Thursday, February 2, 2012

Superegoman

Like Marxist readings, psychoanalytic, or Freudian, readings are focused on interpreting and understanding the content of a story.  There are a number of different approaches to a psychoanalytic reading of a text, and I'm just going to begin one, but I'll also suggest a possible approach to some others.

We should begin by noting that in psychoanalytic readings we differentiate between the manifest content and the latent content.  In Freud's own terms, the mind is like an iceberg.  What we see is the manifest 10% -- the tip of the iceberg.  Everything that lies beneath the surface -- the 90% -- is latent.  So a psychoanalytic reading of literature takes for granted that the apparent meaning of a text is only the tip of the iceberg, and that literature contains much more content beneath the surface.

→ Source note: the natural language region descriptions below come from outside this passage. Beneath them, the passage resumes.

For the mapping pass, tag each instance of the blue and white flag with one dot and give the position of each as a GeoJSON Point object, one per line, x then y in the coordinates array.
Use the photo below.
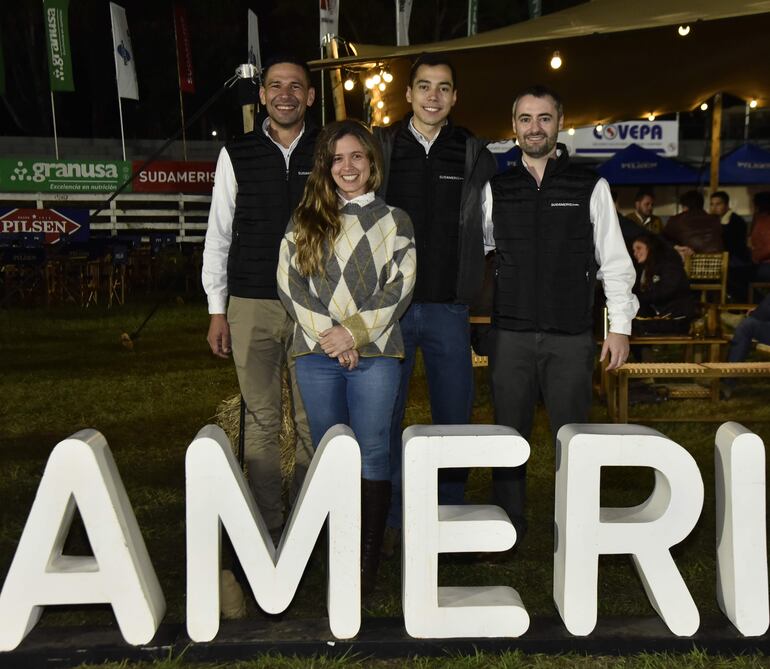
{"type": "Point", "coordinates": [125, 71]}
{"type": "Point", "coordinates": [403, 14]}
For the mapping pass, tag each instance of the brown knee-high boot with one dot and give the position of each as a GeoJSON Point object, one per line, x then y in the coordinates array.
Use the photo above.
{"type": "Point", "coordinates": [375, 502]}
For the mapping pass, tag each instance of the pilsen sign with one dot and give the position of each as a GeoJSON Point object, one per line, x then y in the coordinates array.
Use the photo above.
{"type": "Point", "coordinates": [54, 224]}
{"type": "Point", "coordinates": [82, 473]}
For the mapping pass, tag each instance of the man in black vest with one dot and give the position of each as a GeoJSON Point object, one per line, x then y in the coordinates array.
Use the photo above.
{"type": "Point", "coordinates": [259, 180]}
{"type": "Point", "coordinates": [556, 232]}
{"type": "Point", "coordinates": [435, 171]}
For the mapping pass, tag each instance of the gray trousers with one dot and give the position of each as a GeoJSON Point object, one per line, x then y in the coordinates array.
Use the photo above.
{"type": "Point", "coordinates": [261, 333]}
{"type": "Point", "coordinates": [523, 365]}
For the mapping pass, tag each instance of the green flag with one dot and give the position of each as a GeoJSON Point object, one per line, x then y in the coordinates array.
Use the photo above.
{"type": "Point", "coordinates": [59, 54]}
{"type": "Point", "coordinates": [2, 70]}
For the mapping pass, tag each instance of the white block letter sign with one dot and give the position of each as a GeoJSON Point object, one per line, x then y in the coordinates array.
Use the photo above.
{"type": "Point", "coordinates": [584, 530]}
{"type": "Point", "coordinates": [741, 528]}
{"type": "Point", "coordinates": [430, 529]}
{"type": "Point", "coordinates": [81, 473]}
{"type": "Point", "coordinates": [218, 495]}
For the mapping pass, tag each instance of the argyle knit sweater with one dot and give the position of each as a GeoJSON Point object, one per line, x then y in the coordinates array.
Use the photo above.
{"type": "Point", "coordinates": [367, 284]}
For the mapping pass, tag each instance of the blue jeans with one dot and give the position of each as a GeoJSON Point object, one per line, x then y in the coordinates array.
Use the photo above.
{"type": "Point", "coordinates": [750, 328]}
{"type": "Point", "coordinates": [362, 398]}
{"type": "Point", "coordinates": [442, 332]}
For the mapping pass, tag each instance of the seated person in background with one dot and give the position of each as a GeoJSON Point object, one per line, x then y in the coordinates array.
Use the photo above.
{"type": "Point", "coordinates": [642, 214]}
{"type": "Point", "coordinates": [760, 237]}
{"type": "Point", "coordinates": [734, 234]}
{"type": "Point", "coordinates": [694, 231]}
{"type": "Point", "coordinates": [666, 303]}
{"type": "Point", "coordinates": [756, 325]}
{"type": "Point", "coordinates": [630, 229]}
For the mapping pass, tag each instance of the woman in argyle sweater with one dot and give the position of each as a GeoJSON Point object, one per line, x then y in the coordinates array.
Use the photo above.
{"type": "Point", "coordinates": [346, 272]}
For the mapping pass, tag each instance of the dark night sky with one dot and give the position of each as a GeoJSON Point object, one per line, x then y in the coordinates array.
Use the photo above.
{"type": "Point", "coordinates": [219, 42]}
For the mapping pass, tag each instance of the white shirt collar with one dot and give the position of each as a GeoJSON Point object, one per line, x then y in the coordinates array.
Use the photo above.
{"type": "Point", "coordinates": [426, 143]}
{"type": "Point", "coordinates": [285, 151]}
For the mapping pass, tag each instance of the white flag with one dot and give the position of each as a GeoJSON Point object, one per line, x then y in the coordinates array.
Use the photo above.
{"type": "Point", "coordinates": [125, 72]}
{"type": "Point", "coordinates": [403, 14]}
{"type": "Point", "coordinates": [254, 57]}
{"type": "Point", "coordinates": [330, 17]}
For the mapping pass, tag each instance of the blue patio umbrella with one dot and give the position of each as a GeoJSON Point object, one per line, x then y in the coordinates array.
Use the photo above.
{"type": "Point", "coordinates": [635, 165]}
{"type": "Point", "coordinates": [748, 164]}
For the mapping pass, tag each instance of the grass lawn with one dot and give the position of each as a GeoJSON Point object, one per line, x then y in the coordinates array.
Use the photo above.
{"type": "Point", "coordinates": [64, 369]}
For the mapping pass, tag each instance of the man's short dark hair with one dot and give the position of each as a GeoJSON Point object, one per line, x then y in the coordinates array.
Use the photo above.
{"type": "Point", "coordinates": [762, 202]}
{"type": "Point", "coordinates": [692, 199]}
{"type": "Point", "coordinates": [644, 192]}
{"type": "Point", "coordinates": [286, 58]}
{"type": "Point", "coordinates": [721, 195]}
{"type": "Point", "coordinates": [539, 91]}
{"type": "Point", "coordinates": [432, 60]}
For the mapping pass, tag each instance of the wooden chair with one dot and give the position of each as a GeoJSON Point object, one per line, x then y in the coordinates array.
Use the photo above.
{"type": "Point", "coordinates": [708, 274]}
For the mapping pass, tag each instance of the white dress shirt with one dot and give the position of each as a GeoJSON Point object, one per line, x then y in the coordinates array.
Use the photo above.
{"type": "Point", "coordinates": [616, 271]}
{"type": "Point", "coordinates": [219, 233]}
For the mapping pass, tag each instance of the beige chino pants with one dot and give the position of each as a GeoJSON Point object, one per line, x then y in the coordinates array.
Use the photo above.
{"type": "Point", "coordinates": [261, 333]}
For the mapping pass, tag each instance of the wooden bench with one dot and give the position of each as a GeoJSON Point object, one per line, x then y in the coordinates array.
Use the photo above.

Nope. No latent psychological meaning here.
This approach, by the way, is one that frustrates students, because it implies that there is a "secret meaning" hidden in the text.  We shouldn't let that impression persist.  Even within psychoanalytic readings, the latent meaning is not a "coded" or "secret" meaning that the author and the critic both understand but have hidden from the reader.  Rather, it is subtext that comes from how the mind is understood to function.  The author is likely no more aware of it than the reader is, and the critic is not assumed to be correctly deciphering the real meaning of the text, but to be suggesting one possible interpretation.



The three clear ways to approach a psychoanalytic reading of a text are to 1) read to psychoanalyze the characters, 2) read to psychoanalyze the author, or 3) read to discover the latent meaning of the text and describe it in the language of psychoanalysis.

Forcing the Governor to Act Morally
In the case of Superman there are, as I said, a few good approaches.  Freud suggested that the mind was divided into the id, which operates on the pleasure principle, is basically pure desire, and seeks to achieve pleasure and avoid pain; the ego which is operates on the reality principle, is basically pure reason, and seeks to rationalize action; and the superego, which is basically the seat of morals, and seeks to make the person socially acceptable and therefore "good".  According to this model we can see that Superman is virtually always a manifestation of the superego, acting as a moral authority to impose good.  Superman's villains, who are usually criminals against property, are manifestations of the id's desire.  The Superman-superego stops the criminal-ids from acting on their desire because acting on that desire would be detrimental to society.

I'll put my cards on the table here and say that I usually don't put much stock in psychoanalytic theory myself, but plenty of people do and it's worth knowing what it is and how people approach it.